# Looking for Cyclocross Help In Lewisburg, WV



## links0311 (Aug 20, 2004)

The title says it all. I have a bike but no experience or know of where to ride. Any help would be great.

-Links


----------



## c-lo (Sep 30, 2008)

Links found your thread while searching for the same. Have you posted in the cyclocross forum? I'm in Brunswick, Md. about 15 min. from Harpers Ferry.


----------



## DaveFromWV (Jul 31, 2009)

Cyclocross is for sissies!!


----------



## c-lo (Sep 30, 2008)

nice you must be one of those weekend warrior roadies with a fat gut, expensive carbon fiber bike, and euro bibs huh??


----------



## links0311 (Aug 20, 2004)

Take it easy C-Lo, Dave is a friend of mine and just giving me some grief.

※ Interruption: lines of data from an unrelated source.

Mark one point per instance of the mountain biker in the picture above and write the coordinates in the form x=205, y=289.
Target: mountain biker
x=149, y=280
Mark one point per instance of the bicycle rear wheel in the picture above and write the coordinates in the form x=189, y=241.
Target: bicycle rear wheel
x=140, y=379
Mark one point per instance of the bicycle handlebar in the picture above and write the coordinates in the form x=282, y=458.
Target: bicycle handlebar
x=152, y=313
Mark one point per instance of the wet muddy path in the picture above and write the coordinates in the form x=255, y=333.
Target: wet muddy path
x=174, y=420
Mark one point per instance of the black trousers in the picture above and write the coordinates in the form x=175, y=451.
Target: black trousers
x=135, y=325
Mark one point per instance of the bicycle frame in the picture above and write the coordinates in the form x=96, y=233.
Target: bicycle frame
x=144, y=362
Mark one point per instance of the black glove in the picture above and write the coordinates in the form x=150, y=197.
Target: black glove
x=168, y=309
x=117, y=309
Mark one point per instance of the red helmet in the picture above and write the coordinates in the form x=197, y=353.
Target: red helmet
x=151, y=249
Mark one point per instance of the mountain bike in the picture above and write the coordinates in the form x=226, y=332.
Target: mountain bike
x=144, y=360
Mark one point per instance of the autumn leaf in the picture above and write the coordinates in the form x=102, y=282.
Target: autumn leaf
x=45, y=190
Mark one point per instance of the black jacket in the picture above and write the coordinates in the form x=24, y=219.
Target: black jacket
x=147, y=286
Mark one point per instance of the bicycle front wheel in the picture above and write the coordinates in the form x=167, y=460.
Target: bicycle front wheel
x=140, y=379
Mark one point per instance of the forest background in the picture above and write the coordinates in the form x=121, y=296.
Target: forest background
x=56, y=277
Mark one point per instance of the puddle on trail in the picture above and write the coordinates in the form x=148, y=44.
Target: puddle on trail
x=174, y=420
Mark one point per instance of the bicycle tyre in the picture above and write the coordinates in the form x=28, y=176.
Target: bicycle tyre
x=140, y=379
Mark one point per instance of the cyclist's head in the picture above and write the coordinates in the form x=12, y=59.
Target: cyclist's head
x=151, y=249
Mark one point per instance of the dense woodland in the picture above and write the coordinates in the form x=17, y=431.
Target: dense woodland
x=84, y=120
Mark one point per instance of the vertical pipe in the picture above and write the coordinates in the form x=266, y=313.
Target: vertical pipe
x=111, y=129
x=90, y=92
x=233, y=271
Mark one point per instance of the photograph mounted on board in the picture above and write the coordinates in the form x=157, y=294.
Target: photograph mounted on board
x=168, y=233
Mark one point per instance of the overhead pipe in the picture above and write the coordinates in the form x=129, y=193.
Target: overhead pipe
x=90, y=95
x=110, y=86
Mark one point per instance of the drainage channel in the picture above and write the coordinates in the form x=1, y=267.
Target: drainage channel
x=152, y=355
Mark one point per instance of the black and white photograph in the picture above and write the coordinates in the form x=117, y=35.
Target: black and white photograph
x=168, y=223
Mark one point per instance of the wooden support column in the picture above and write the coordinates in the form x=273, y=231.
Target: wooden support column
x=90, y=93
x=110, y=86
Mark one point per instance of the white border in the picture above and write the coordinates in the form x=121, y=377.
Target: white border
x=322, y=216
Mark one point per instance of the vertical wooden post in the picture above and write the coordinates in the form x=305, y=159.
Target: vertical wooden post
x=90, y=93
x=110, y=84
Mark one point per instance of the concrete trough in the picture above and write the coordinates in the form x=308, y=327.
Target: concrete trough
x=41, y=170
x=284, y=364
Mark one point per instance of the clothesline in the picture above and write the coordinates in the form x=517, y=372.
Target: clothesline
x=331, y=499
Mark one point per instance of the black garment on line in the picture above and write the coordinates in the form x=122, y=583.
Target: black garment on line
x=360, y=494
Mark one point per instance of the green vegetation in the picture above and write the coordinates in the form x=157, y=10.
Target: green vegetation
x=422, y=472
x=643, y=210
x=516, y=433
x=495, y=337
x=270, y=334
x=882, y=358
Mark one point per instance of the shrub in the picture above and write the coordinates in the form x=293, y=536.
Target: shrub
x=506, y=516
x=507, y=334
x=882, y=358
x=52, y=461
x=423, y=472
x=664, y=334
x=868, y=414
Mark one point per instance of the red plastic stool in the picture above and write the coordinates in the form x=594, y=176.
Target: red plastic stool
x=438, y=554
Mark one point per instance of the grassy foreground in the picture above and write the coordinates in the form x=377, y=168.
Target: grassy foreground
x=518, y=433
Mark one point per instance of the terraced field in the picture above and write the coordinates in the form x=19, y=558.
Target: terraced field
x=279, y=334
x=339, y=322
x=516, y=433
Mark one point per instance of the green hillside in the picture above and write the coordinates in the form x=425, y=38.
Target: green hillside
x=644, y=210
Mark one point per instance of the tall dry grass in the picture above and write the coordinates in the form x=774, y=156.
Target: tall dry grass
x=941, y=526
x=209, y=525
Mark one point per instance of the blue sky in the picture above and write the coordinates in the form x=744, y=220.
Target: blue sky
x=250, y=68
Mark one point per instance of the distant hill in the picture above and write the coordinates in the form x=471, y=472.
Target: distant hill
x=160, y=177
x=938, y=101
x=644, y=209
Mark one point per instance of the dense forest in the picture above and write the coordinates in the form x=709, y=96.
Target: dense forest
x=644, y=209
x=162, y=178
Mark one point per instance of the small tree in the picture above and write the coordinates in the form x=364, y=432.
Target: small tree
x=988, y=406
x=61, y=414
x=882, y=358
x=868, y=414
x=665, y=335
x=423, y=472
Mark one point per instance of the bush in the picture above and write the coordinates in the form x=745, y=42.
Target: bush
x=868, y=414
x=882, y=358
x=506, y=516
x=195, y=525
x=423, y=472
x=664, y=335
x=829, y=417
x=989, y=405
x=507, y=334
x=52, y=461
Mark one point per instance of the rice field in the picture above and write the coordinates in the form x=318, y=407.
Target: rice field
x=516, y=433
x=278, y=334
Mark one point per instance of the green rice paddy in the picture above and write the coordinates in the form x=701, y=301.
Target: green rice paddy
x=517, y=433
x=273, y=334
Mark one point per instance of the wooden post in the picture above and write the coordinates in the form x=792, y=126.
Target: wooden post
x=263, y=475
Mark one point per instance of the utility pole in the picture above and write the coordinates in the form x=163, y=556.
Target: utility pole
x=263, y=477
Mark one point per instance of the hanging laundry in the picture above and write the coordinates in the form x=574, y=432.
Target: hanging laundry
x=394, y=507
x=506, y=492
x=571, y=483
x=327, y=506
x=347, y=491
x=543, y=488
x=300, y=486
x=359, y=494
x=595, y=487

He does wear Euro bibs though.


----------



## c-lo (Sep 30, 2008)

I knew it!!  

sorry Dave. I retract my previous post. 

Links did you find anywhere to ride? how close are you to Harpers Ferry?


----------



## links0311 (Aug 20, 2004)

I went to a race in Fayetteville this past weekend, they have a group that rides around there. But that's about an hour or so away. I'm not sure where Harpers Ferry is, I'll have to look.


----------



## links0311 (Aug 20, 2004)

Lewisburg to Harpers Ferry = 3 hrs and 45 min.


----------



## DaveFromWV (Jul 31, 2009)

C-lo, you got 2 out of 3. I'm not the skinniest guy and I do where Euro bibs. I wouldn't classify my Fuji as expensive though. Oh wait, I just remembered I have a picture from my last race:


----------



## links0311 (Aug 20, 2004)

I bet he's great on the descents.


----------